Niger is on the frontline of the climate crisis. Increasingly erratic rainfall and longer dry seasons mean that many parts of the country have not had a good harvest in a decade. Temperatures are rising 1.5 times faster here than the rest of the world, leading to a cycle of droughts that are eroding the 14% of land that is arable. Last year there was a 39% drop in cereal production.
Like other Sahel countries, Niger sees a big rise in child malnutrition cases during the “lean season” – the gap between harvests that lasts for about four months, starting in June. But doctors and humanitarians say these spikes are becoming more pronounced as the climate crisis bites.
The lean season is starting earlier than expected as poor rains mean failed harvests, leaving families unable to replenish stocks or feed themselves.

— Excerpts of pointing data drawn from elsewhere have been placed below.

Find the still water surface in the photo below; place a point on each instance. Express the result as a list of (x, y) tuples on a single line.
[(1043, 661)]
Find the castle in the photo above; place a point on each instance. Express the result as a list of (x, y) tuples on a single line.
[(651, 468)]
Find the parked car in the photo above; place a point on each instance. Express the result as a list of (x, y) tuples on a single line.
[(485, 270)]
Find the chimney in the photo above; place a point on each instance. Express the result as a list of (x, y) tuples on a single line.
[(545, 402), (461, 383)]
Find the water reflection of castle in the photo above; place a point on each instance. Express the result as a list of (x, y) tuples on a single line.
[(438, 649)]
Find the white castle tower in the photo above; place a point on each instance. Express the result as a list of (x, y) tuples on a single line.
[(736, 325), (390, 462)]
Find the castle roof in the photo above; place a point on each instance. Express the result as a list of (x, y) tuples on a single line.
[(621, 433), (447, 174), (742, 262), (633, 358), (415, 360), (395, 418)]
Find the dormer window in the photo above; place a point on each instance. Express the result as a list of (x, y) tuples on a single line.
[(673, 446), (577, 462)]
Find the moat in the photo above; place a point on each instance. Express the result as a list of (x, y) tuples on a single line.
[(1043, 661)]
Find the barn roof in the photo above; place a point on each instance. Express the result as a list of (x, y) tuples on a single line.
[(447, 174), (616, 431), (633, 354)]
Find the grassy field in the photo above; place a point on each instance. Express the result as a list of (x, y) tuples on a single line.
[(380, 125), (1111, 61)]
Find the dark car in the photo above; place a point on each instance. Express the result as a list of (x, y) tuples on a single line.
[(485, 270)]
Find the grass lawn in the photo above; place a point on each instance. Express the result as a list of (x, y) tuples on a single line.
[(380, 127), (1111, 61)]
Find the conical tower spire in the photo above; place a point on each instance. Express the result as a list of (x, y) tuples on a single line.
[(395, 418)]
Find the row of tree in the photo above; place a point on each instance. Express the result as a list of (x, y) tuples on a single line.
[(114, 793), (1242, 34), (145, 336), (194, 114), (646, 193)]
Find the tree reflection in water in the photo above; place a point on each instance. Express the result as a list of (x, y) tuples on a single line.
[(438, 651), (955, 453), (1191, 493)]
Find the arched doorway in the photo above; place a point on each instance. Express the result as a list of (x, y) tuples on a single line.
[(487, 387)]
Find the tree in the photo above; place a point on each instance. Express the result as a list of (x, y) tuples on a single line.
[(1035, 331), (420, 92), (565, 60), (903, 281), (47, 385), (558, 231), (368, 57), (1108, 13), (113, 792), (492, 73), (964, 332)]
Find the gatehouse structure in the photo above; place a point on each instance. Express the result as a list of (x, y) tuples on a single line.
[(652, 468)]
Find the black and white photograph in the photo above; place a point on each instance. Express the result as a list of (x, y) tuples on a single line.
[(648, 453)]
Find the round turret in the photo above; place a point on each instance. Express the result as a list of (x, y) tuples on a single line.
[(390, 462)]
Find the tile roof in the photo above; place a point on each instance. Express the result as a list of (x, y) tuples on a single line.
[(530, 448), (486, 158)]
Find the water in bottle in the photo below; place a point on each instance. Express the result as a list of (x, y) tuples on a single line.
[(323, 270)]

About 44% of Niger’s children are malnourished and 4.4 million people – 18% of its population – are predicted to face crisis levels of food insecurity or worse this year, twice as many as last year.
Under-resourced humanitarian agencies only have funds to help 3.3 million people, leaving more than a million without the aid they need, as donors grapple with other crises, including Ukraine and east Africa’s drought.
A recent emergency response plan from Niger’s government to deal with the crisis has a shortfall of $200 million in its $280 million budget, while the UN’s World Food Programme slashed rations to those it helps in Niger by 50% in January as the global food crisis bites.
“The population is on the brink of a dire humanitarian crisis,” says Ilaria Manunza, of Save the Children. “In fact, we are already in the middle of it – the child malnutrition rate is one of the highest in the world.”
The situation is similar in Burkina Faso and Mali, where people cannot be reached because of jihadist violence.
In total, 41 million people across west Africa are facing food insecurity this year, a number that has quadrupled since 2019.